文/七苦
佛說:生、老、病、死、怨、恨、愛、離,不可欲,即七苦。
日子不好過。
晚風吹來,殘花飄,畫布輕輕抖動。
呼吸之間,只有淡淡的清香,似遠又似近,若無其事。再近壹點,會看到淡淡的桃花紅,柔柔的,忽隱忽現,透過層層迷霧,我就知道我到了桃花島。

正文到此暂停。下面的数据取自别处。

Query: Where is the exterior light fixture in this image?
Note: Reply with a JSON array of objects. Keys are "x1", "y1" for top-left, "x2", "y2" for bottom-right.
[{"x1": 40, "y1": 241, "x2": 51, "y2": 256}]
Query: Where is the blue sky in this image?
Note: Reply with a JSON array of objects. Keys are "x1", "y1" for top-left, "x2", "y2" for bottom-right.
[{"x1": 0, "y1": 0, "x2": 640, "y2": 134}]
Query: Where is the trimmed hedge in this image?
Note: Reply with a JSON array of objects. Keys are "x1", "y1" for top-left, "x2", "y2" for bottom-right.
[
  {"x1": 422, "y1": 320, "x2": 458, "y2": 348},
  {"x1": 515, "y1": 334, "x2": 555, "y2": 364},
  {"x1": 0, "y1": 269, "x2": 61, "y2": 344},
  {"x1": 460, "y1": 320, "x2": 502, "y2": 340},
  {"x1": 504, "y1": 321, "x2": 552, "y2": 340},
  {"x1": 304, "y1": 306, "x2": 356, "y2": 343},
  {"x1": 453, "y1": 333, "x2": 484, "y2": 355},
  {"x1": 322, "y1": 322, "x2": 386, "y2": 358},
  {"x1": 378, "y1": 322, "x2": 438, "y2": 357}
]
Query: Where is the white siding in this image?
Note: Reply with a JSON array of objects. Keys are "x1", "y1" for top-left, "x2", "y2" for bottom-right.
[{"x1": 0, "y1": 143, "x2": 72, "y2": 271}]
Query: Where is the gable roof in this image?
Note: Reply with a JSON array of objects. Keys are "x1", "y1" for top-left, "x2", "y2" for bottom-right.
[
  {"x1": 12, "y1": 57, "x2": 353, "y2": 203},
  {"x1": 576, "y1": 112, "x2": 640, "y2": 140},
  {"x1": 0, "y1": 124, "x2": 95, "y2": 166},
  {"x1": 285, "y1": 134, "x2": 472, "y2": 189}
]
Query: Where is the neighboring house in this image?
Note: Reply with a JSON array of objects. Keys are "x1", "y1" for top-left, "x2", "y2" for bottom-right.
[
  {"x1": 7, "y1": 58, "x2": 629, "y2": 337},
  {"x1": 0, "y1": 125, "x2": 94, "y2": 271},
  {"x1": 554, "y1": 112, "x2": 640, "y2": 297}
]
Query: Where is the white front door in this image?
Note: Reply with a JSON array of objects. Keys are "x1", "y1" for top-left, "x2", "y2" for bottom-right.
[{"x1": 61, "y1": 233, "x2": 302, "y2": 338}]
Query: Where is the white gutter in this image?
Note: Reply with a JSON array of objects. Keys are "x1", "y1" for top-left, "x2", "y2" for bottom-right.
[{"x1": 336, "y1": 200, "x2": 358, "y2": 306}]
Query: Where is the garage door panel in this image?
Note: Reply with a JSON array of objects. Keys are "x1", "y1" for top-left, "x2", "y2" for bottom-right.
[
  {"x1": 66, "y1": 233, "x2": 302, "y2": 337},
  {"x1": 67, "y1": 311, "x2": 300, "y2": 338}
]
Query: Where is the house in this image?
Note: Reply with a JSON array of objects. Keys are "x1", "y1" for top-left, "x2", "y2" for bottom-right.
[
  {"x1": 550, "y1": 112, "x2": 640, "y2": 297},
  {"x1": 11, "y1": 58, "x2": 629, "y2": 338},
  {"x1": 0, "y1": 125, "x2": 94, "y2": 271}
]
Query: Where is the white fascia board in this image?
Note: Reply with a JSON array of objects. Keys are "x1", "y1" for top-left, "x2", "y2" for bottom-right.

船還沒靠岸,我就開心地跳了起來,直奔粉色。壹陣風過,臉上壹片片碎紅,很是舒服。
桃花島和我上次來的時候壹樣,總是花開不敗。只是不知道,這種感謝會不會壹直到老?
“香兒!”爺爺在打桃花的時候輕輕的叫了我壹聲,滿滿的憐惜,像這滿樹滿林的桃花,直直的,五顏六色的,燃燒著難以消減。
桃花島來了壹位難得的訪客,南帝段太子。
他是壹個和藹可親的老人,留著絡腮胡子。我爺爺把我叫到近前,於是我很隨意地跟段打了招呼。只是第壹次遇見他,卻有壹種說不出的緣分。
很多年以後,我才知道,那叫佛緣。
段大人很喜歡我,看得出來他和爺爺壹樣溫暖慈愛。
壹隅桃花白,我坐樹下,撥弦彈琴,曲子難作。段王爺突然出現,笑著接過了潘拿在手中的試卷。後來,傳來壹陣咯咯的聲音:
問世間情為何物,教生死。四面八方飛來飛去,老翅幾經冷熱。玩得開心,離開苦,學校裏的孩子就多了。妳要有話,萬裏有雲。千山暮雪,只影向誰。

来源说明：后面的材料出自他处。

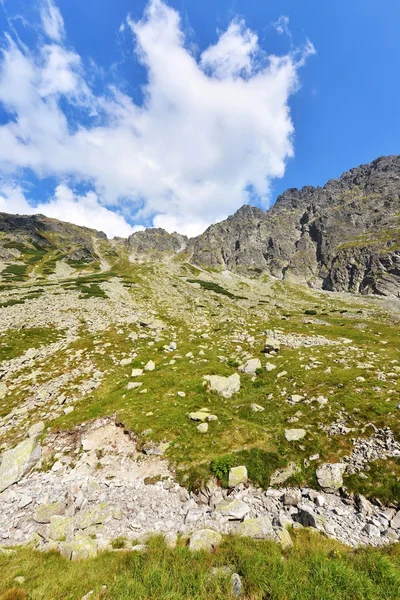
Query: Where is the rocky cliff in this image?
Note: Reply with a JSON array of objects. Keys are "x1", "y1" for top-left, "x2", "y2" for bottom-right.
[
  {"x1": 0, "y1": 156, "x2": 400, "y2": 296},
  {"x1": 190, "y1": 156, "x2": 400, "y2": 295}
]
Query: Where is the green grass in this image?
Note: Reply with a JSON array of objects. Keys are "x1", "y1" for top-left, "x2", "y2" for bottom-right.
[
  {"x1": 0, "y1": 327, "x2": 63, "y2": 362},
  {"x1": 187, "y1": 279, "x2": 247, "y2": 300},
  {"x1": 0, "y1": 531, "x2": 400, "y2": 600}
]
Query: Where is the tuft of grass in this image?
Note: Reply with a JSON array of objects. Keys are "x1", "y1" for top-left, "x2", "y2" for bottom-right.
[
  {"x1": 187, "y1": 279, "x2": 247, "y2": 300},
  {"x1": 0, "y1": 530, "x2": 400, "y2": 600}
]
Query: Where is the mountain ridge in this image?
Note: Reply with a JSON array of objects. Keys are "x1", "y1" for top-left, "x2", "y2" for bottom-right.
[{"x1": 0, "y1": 155, "x2": 400, "y2": 296}]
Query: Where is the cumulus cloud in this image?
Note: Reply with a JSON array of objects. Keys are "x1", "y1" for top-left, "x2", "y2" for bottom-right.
[
  {"x1": 0, "y1": 0, "x2": 314, "y2": 235},
  {"x1": 0, "y1": 183, "x2": 138, "y2": 237}
]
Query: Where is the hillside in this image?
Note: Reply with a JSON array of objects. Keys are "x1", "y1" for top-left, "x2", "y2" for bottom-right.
[{"x1": 0, "y1": 157, "x2": 400, "y2": 600}]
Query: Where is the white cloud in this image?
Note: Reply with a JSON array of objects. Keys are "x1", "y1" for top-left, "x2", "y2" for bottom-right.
[
  {"x1": 201, "y1": 21, "x2": 259, "y2": 79},
  {"x1": 0, "y1": 0, "x2": 314, "y2": 235},
  {"x1": 40, "y1": 0, "x2": 64, "y2": 42},
  {"x1": 0, "y1": 183, "x2": 138, "y2": 237}
]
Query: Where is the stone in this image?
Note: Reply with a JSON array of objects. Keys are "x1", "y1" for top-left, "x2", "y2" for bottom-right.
[
  {"x1": 131, "y1": 369, "x2": 143, "y2": 377},
  {"x1": 49, "y1": 515, "x2": 74, "y2": 542},
  {"x1": 274, "y1": 527, "x2": 293, "y2": 548},
  {"x1": 264, "y1": 335, "x2": 281, "y2": 354},
  {"x1": 285, "y1": 429, "x2": 307, "y2": 442},
  {"x1": 0, "y1": 438, "x2": 41, "y2": 493},
  {"x1": 283, "y1": 490, "x2": 301, "y2": 506},
  {"x1": 250, "y1": 403, "x2": 265, "y2": 412},
  {"x1": 189, "y1": 411, "x2": 208, "y2": 421},
  {"x1": 315, "y1": 463, "x2": 346, "y2": 492},
  {"x1": 216, "y1": 499, "x2": 250, "y2": 521},
  {"x1": 239, "y1": 358, "x2": 261, "y2": 375},
  {"x1": 265, "y1": 362, "x2": 277, "y2": 373},
  {"x1": 33, "y1": 501, "x2": 65, "y2": 524},
  {"x1": 228, "y1": 465, "x2": 247, "y2": 487},
  {"x1": 269, "y1": 462, "x2": 301, "y2": 485},
  {"x1": 354, "y1": 494, "x2": 373, "y2": 517},
  {"x1": 294, "y1": 505, "x2": 326, "y2": 531},
  {"x1": 164, "y1": 531, "x2": 178, "y2": 550},
  {"x1": 119, "y1": 357, "x2": 133, "y2": 367},
  {"x1": 77, "y1": 502, "x2": 112, "y2": 529},
  {"x1": 28, "y1": 421, "x2": 44, "y2": 438},
  {"x1": 204, "y1": 373, "x2": 240, "y2": 398},
  {"x1": 363, "y1": 523, "x2": 381, "y2": 537},
  {"x1": 81, "y1": 438, "x2": 93, "y2": 452},
  {"x1": 390, "y1": 510, "x2": 400, "y2": 529},
  {"x1": 211, "y1": 566, "x2": 243, "y2": 598},
  {"x1": 18, "y1": 494, "x2": 33, "y2": 508},
  {"x1": 287, "y1": 394, "x2": 304, "y2": 405},
  {"x1": 189, "y1": 529, "x2": 222, "y2": 552},
  {"x1": 235, "y1": 517, "x2": 275, "y2": 540},
  {"x1": 58, "y1": 533, "x2": 97, "y2": 560},
  {"x1": 126, "y1": 381, "x2": 143, "y2": 391}
]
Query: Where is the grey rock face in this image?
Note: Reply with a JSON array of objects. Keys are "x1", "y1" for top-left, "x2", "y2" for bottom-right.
[
  {"x1": 127, "y1": 228, "x2": 187, "y2": 255},
  {"x1": 189, "y1": 156, "x2": 400, "y2": 295}
]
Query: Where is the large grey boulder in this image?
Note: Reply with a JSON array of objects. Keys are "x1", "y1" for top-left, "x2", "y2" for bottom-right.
[
  {"x1": 0, "y1": 437, "x2": 41, "y2": 493},
  {"x1": 316, "y1": 463, "x2": 346, "y2": 492},
  {"x1": 235, "y1": 517, "x2": 275, "y2": 540},
  {"x1": 239, "y1": 358, "x2": 261, "y2": 375},
  {"x1": 189, "y1": 529, "x2": 222, "y2": 552},
  {"x1": 204, "y1": 373, "x2": 240, "y2": 398}
]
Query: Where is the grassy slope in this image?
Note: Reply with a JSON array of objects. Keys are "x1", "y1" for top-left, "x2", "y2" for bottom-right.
[{"x1": 0, "y1": 531, "x2": 400, "y2": 600}]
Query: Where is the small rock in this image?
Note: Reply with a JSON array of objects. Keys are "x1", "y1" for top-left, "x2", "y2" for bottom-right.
[
  {"x1": 228, "y1": 466, "x2": 247, "y2": 487},
  {"x1": 285, "y1": 429, "x2": 306, "y2": 442},
  {"x1": 189, "y1": 529, "x2": 222, "y2": 552}
]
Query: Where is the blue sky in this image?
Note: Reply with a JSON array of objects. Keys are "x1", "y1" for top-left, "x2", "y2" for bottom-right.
[{"x1": 0, "y1": 0, "x2": 400, "y2": 236}]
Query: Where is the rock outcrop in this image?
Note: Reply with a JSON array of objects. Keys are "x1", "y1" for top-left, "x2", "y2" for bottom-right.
[{"x1": 190, "y1": 156, "x2": 400, "y2": 296}]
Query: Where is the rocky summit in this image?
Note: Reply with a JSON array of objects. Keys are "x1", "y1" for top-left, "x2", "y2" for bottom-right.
[{"x1": 0, "y1": 156, "x2": 400, "y2": 598}]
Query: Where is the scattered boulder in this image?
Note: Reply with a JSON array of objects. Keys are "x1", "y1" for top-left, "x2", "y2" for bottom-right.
[
  {"x1": 189, "y1": 529, "x2": 222, "y2": 552},
  {"x1": 28, "y1": 421, "x2": 44, "y2": 438},
  {"x1": 283, "y1": 490, "x2": 301, "y2": 506},
  {"x1": 236, "y1": 517, "x2": 274, "y2": 540},
  {"x1": 390, "y1": 510, "x2": 400, "y2": 529},
  {"x1": 131, "y1": 369, "x2": 143, "y2": 377},
  {"x1": 0, "y1": 437, "x2": 41, "y2": 493},
  {"x1": 269, "y1": 462, "x2": 301, "y2": 485},
  {"x1": 33, "y1": 501, "x2": 65, "y2": 524},
  {"x1": 315, "y1": 463, "x2": 346, "y2": 492},
  {"x1": 285, "y1": 429, "x2": 307, "y2": 442},
  {"x1": 228, "y1": 466, "x2": 247, "y2": 487},
  {"x1": 58, "y1": 533, "x2": 97, "y2": 560},
  {"x1": 239, "y1": 358, "x2": 261, "y2": 375},
  {"x1": 189, "y1": 410, "x2": 209, "y2": 422},
  {"x1": 216, "y1": 500, "x2": 250, "y2": 521},
  {"x1": 250, "y1": 403, "x2": 265, "y2": 412},
  {"x1": 204, "y1": 373, "x2": 240, "y2": 398},
  {"x1": 0, "y1": 382, "x2": 8, "y2": 400},
  {"x1": 263, "y1": 332, "x2": 281, "y2": 354}
]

袁打招呼的是《秋艷詞》,但只是《上闕》。涼涼的曲調壹半悲傷壹半迷茫。我不理解這種感覺。
“香兒,妳願隨我入空門,不理紅塵是非麽?”段問我,他很認真的笑著。
我不明所以地眨眨眼,然後搖搖頭。
我知道段的故事。他心愛的英姑恨了他壹輩子。雖然後來有了紅塵,可惜“愛”字沒給,扔了,掙紮了半輩子,還是被困住了。

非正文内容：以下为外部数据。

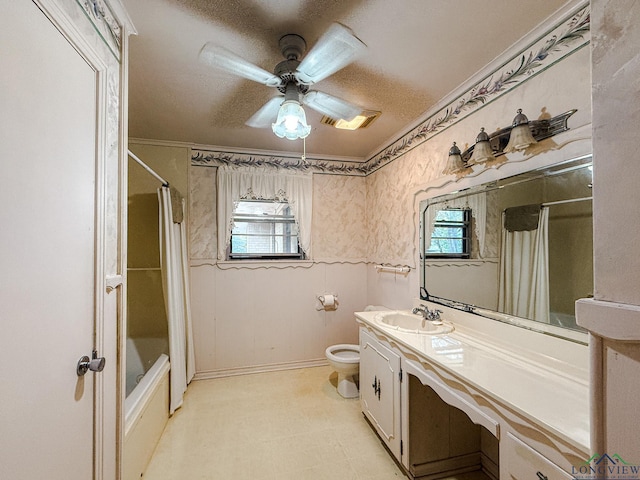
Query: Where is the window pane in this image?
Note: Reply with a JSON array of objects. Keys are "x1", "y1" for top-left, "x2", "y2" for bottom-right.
[
  {"x1": 425, "y1": 209, "x2": 471, "y2": 258},
  {"x1": 436, "y1": 210, "x2": 464, "y2": 222},
  {"x1": 231, "y1": 201, "x2": 300, "y2": 258}
]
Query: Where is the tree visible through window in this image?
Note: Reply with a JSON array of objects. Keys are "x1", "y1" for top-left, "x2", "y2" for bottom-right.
[
  {"x1": 425, "y1": 209, "x2": 471, "y2": 258},
  {"x1": 229, "y1": 200, "x2": 303, "y2": 259}
]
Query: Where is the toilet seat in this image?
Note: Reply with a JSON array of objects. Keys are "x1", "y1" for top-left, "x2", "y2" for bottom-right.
[{"x1": 325, "y1": 343, "x2": 360, "y2": 363}]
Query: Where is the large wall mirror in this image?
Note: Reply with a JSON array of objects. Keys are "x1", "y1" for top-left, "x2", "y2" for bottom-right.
[{"x1": 420, "y1": 157, "x2": 593, "y2": 342}]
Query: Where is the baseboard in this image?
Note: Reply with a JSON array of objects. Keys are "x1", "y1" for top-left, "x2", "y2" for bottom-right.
[
  {"x1": 193, "y1": 358, "x2": 329, "y2": 380},
  {"x1": 410, "y1": 452, "x2": 481, "y2": 480}
]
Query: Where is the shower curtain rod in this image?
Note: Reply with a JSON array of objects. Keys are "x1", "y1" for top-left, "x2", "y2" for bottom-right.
[
  {"x1": 127, "y1": 150, "x2": 169, "y2": 187},
  {"x1": 542, "y1": 197, "x2": 593, "y2": 207}
]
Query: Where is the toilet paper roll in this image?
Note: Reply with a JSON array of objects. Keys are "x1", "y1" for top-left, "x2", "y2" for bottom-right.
[{"x1": 320, "y1": 294, "x2": 336, "y2": 310}]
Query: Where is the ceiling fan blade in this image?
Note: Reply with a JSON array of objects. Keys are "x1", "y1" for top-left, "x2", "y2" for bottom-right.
[
  {"x1": 302, "y1": 90, "x2": 363, "y2": 121},
  {"x1": 296, "y1": 23, "x2": 367, "y2": 85},
  {"x1": 244, "y1": 95, "x2": 284, "y2": 128},
  {"x1": 199, "y1": 42, "x2": 282, "y2": 87}
]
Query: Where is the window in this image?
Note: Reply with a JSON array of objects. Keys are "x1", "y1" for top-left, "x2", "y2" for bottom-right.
[
  {"x1": 229, "y1": 200, "x2": 303, "y2": 259},
  {"x1": 425, "y1": 208, "x2": 471, "y2": 258}
]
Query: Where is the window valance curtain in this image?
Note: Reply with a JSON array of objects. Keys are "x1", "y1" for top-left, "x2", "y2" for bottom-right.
[
  {"x1": 218, "y1": 167, "x2": 313, "y2": 260},
  {"x1": 424, "y1": 193, "x2": 487, "y2": 258}
]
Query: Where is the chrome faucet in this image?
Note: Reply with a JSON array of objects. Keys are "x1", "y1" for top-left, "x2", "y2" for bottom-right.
[{"x1": 411, "y1": 305, "x2": 442, "y2": 322}]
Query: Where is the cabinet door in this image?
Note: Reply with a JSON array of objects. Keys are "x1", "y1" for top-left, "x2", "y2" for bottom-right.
[{"x1": 360, "y1": 329, "x2": 400, "y2": 459}]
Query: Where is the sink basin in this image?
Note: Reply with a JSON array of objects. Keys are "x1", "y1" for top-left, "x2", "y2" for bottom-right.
[{"x1": 374, "y1": 311, "x2": 453, "y2": 335}]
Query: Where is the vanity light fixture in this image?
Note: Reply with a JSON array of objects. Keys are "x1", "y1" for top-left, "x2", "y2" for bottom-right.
[
  {"x1": 442, "y1": 142, "x2": 465, "y2": 175},
  {"x1": 467, "y1": 127, "x2": 495, "y2": 165},
  {"x1": 504, "y1": 108, "x2": 538, "y2": 153}
]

爺爺說,我出生的那壹天是在秋末,星星適時地發生了變化。
段野在我第壹次見到他的時候就覺得有緣,他告訴我,我以後逃不出紅塵的苦難,註定孤獨終老。我還不如早早入空門,斬斷三千煩惱,免於人世之苦。
我笑著說,我不怕,還有父母,弟妹,爺爺。
三天後,我告別了爺爺和段,父母讓我回襄陽,讓我姐來接我。
我在春風裏笑了,紅塵對我來說不是壹首悲傷的歌,而是壹個過客,來來去去,休息壹下。
我聽到段王溫柔的嘆息,不禁想起那句話:問世間如何,教生死。四面八方飛來飛去,老翅幾經冷熱。
我不明白為什麽我的人生才剛剛開始,我就在煎熬。
段說,在人生的世界裏,進入輪回,各種磨難接踵而至,所以人生就是苦難。
船夫放開了梭曼,小船緩緩離開了桃花島。我朝爺爺和段搖了搖手,桃花島漸漸模糊在眼底。
我有生之年還想再來桃花島,我想是的。
只是不知道,回來的時候已經是桃花島上的變化了,心情也不壹樣了。
那年我十五歲,聽說人生苦。
二老庫
華林謝過春紅,匆匆而去,但冷雨來得早,風來得晚。西方寒鴉瘦,暮鐘響。我打開窗戶往外看。峨眉山被凍住了。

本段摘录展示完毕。